When it comes to food machinery, the crux of the engineering must focus on two very important factors: 1) easy disassembly for cleaning and 2) compliance with all appropriate surface finish safety standards. Today, we are going to discuss the latter. Here are the top things that every food machinery manufacturer must know about surface finish standards:
Before we dive deep into the nitty-gritty of food equipment manufacturing standards, let’s take a broader look at what the term surface finish entails.
The surface finish of a piece of machinery speaks particularly to the exact exteriors that food touches while it is being produced. Generally speaking, the most hygienic surface finishes are:
Depending on the objectives of the producer and its facility, these sanitary standards can vary immensely, which means that manufacturers need to be willing and able to adjust the surface finishes of its products to custom-fit their customers’ hygiene needs. A good place for manufacturers to start is by selecting materials that are already verified to fit the appropriate guidelines.
Roughness average, better known as Ra, is the standard in which attending organizations use to assess the safety of the overall surface finish. A surface’s roughness average can be measured using an instrument called a profilometer.
According to information compiled by Food Safety Magazine, 3-A Sanitary Standards dictate that any and all food contact surfaces should not have a Ra that exceeds 0.8µm. Because of this strict guideline, many manufacturers opt for surface finishes such as cold-rolled stainless-steel sheet materials, which usually have Ras of between 0.2µm to 0.5µm.
If customer demand leads to a tricky engineering challenge that defies Ra standards, manufacturers may be able to use approved polishes to lower the average. Further testing can be done using the aforementioned profilometer.
When it comes to achieving a holistic understanding of food machinery manufacturing as it relates to food safety compliance, one of the most important factors to consider is overall “cleanability” of the surfaces. This is because food safety officials and third-party inspectors alike are trained to assess how easily a piece of equipment can be broken down to be cleaned.
It must be done with speed and fluidity which means that all surface finishes must possess the strength to withstand sometimes daily disassembling and reassembling. For manufacturers, the material selected needs to be built to last routine manipulation so that its Ra doesn’t wear down to exceed o.8µm. Before landing on a material, do your due diligence and confirm which compliance laws your producer client is being made to abide by.
As mentioned above, sometimes it’s necessary for manufacturers to consider applying a surface treatment option in order to achieve a minor Ra. There a couple of ways to do this, depending on the variety of equipment and the food that is intended to be placed on its surface.

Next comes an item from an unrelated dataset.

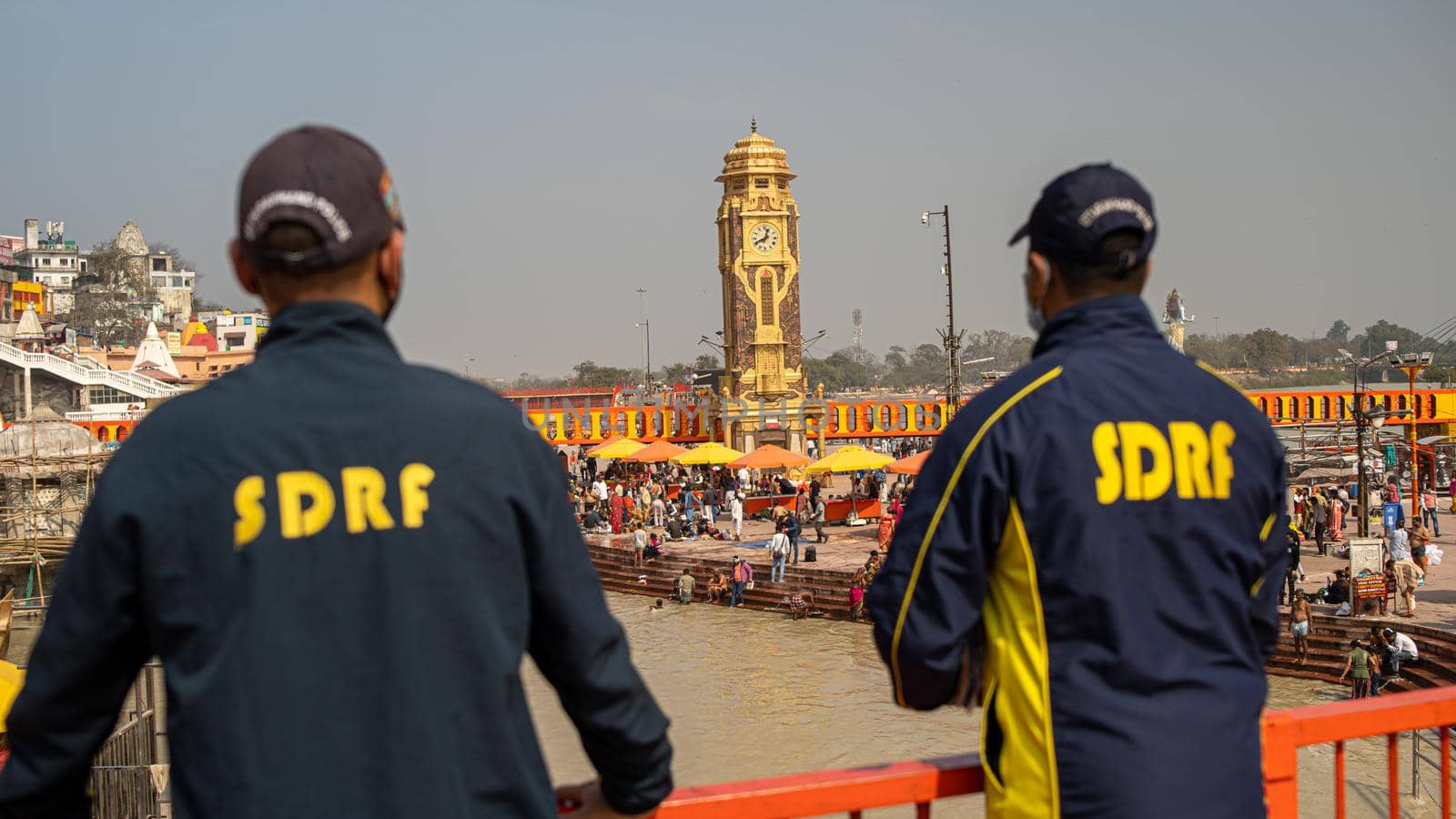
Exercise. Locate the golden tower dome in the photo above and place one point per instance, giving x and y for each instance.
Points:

In this situation, the manufacturer can apply a polish or varnish that might smooth out the surface even further. This method has the ability to work especially well if, for instance, a maintenance procedure is performed and a surface is showing a Ra that exceeds 0.8µm.
Selecting the correct variety of polish will, naturally, depend on regulations that the producer is forced to adhere to. While many polishes will help fulfill a decreased Ra instantly, not all are approved to be used on surfaces that come into contact with food; so, their makeups must be considered before the application process begins.
With all of this in mind, surface finish should be viewed as just one small component to consider when engineering food machinery. As pressure in the form of changing regulations mounts for producers, manufacturers supplying equipment must become increasingly sensitive to their client bases’ shifting needs.